Tuesday, December 20, 2011

A Life Lead

I wouldn't be here but for the life I lead, but what if it didn't lead me where I wanted to be now? I wouldn't be here but for the choices I made, but what if I made different ones? Or ones I have lived to regret for the life I made? The life I made and have now. The life I lead from the choices I made.

It's obvious now it's, as they say, all said and done, and like everyone else looking back, all I have are the memories of the life and choices. And the question we all ask now and then, "What if...?", about the choices we made or didn't make. Right or wrong doesn't matter anymore, only the reality of what happened afterward, to here and now.

And it's the obvious there are no do overs or wishes to be something or someone else. We face who we are where we are here and now, from all those choices which lead to this moment of the life we lead. That's all there is. Everything else is irrelevant and nothing else matters.

It's the life we lead and sometime in the future it will be the life people remember about us. And all the choices which didn't happen, only those that did. And left the life we lead.

Thursday, December 15, 2011

Sorrow

"Sorrow found me when I was young. Sorrow waited and sorrow won."
                                                                                                            - Bran Stark

It found me when I was five to be my companion in life, never leaving my mind, my heart, my soul and mostly my spirit. I never thought if it was there, I only knew it was there and was what it was, sorrow. And it's still, as it always has been, there, invisibly in my subconscious and sometimes in my conscious thoughts and feelings.

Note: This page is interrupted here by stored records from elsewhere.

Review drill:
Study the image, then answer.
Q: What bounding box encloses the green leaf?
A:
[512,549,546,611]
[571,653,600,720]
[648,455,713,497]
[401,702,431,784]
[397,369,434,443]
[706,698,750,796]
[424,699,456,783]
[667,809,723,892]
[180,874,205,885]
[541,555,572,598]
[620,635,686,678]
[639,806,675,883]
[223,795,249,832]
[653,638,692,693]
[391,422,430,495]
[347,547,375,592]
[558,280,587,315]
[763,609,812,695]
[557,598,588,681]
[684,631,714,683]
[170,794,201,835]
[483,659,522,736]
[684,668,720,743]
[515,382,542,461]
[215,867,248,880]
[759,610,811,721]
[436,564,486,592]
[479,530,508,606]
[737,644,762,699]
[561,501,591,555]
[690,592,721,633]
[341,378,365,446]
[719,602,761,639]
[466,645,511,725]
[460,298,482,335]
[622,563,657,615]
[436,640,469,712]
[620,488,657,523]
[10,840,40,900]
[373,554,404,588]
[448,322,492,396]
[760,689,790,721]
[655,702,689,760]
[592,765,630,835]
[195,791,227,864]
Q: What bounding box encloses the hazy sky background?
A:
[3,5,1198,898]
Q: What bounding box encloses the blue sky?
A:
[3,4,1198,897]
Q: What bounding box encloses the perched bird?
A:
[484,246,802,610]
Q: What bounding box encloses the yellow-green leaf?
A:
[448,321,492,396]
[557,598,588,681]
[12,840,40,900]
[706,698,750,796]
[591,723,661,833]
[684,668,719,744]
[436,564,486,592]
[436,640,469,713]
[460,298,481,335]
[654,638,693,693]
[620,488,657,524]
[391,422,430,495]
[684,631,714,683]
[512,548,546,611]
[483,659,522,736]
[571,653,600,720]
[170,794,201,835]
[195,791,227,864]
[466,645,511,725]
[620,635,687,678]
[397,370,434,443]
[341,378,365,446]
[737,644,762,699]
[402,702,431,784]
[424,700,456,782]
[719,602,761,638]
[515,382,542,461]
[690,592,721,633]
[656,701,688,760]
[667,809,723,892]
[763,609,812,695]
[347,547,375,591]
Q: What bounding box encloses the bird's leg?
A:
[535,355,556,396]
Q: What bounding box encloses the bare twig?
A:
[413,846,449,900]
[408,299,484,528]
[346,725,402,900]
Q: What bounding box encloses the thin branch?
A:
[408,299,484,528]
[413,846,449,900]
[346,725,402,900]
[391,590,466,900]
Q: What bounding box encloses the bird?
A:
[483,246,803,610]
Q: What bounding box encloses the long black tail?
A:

It has been my guide wherever I was and went, however I thought or felt. There, invisible to all but me. Felt by no one but me. Occasionally letting me be happy for a moment, but only just a moment. And it will be the last feeling I know, about my life and the world and life I leave.

Friday, December 9, 2011

Simple joy

I didn't know where to put this post, in Taoism, Life, My Life Stories or what. I was just wondering about life while watching a football game when a commercial came on about a child's joy of small things. I love watching children for the easy way they simply enjoy being and seeing what's around them.

To me, it's often sad parents don't see that or see the opportunity they have to share and teach their children. To let them wander and wonder and be there to share their joy of the world. We know it's all about learning about the world. We know it's how they see themselves later, to see the greater world, the whole of their world, and who they are as a person. They become, and in becoming it is joy that teaches.

We lose that simply joy during our teen years as the issues and pressures of adulthood arise and everything suddenly become serious. Then we're adults, badly as we are at it in the world we know and face. And the feeling of simple joy has faded with the situations and circumstances of our life. Our reality of being has displaced joy and pushed it into just a memory.

Where did it go? Where is it still? Where is that child in us and the simple joy of being a child? Why do we keep it there and not in the present, in the moments of our life? What are we afraid of? Joy? Or what others may think or say about our simple joy of being and the world?

Thursday, December 1, 2011

The Problem & the Answer

"Be in love with your life.
  Every detail of it."
                                - Jack Kerouac

If only I could which is hard when I haven't and don't. I was never taught to love my life to know what it is to be in love with my life, only to hate it.